Maryland Senna
Maryland Senna
Senna marilandica
Plant for the yellow summer beauty, for the butterfly fodder, and for the soil-nourishing companion planting!
Hardy from Zones 4-9. Up to 6 feet tall and 3 feet wide.
Despite the name, Senna can grow lots of places, and grew there long before our arbitrary state lines! Senna is a native perennial shrub that grows throughout the Southeast and up to the Great Lakes Region, often in moist meadows, savannas, glades, and floodplains. It doesn’t mind wet soil or a little disturbance to get established.
Senna springs up with a strong central light-green stem covered in a little peach fuzz, with 10-20 gray-green leaflets on compound leaves that feed at least five species of butterfly caterpillars, including Cloudless Sulphur, Orange-barred Sulphur and Sleep Orange. Leaves have also been used as a laxative (due to a compound called anthraquinone), which seems to deter deer from thoroughly chowing down.
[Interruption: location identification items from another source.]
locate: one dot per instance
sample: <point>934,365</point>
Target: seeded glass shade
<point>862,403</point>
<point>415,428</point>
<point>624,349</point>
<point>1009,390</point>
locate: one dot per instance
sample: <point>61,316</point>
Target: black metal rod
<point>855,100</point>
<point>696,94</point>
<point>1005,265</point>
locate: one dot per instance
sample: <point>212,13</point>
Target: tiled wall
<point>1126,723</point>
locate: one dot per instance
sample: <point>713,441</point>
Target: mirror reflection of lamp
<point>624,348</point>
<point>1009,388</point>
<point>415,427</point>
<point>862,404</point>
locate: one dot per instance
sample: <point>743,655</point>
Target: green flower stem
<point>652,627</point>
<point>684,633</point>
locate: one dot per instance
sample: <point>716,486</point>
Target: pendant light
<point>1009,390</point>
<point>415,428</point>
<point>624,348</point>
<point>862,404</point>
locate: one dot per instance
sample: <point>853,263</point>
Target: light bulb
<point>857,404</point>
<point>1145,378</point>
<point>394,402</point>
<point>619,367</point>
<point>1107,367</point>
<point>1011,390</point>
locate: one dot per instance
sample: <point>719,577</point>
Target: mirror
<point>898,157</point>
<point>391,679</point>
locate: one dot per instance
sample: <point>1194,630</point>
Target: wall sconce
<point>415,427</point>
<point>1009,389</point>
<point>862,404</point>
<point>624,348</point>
Bright yellow flowers burst out each July and August, attracting bees and hummingbirds to the pollen. Interestingly, the flowers don’t produce nectar! Instead, the base of each leaf holds a small gland that oozes sweet nectar for desired bugs like parasitic wasps and ladybugs.
All this makes Senna pretty popular in meadow plantings and native landscape gardens, and because it’s in the Legume family! By late summer Senna sprout long bean-like pods that stay shut throughout winter as feed for quail and turkey (and soaked seeds become a mucilaginous support for sore throats). Some people are uncertain about its nitrogen-fixing ability, and others swear by it, though either way Senna spreads through fibrous rhizomes to hold and build soil. Root poultices have been put on sores and infusions have been used for fever and heart problems, but always wise to check in with trained herbalists.
We’re mixing brilliant Senna into forest gardens of Hazel and Currant as a chop-and-drop mulch, and friends are adding it in silvopasture plantings as a nutritious livestock feed. Just keep in mind those deer-deterring anthraquinones!
We propagate our Senna from seeds saved from riparian orchards.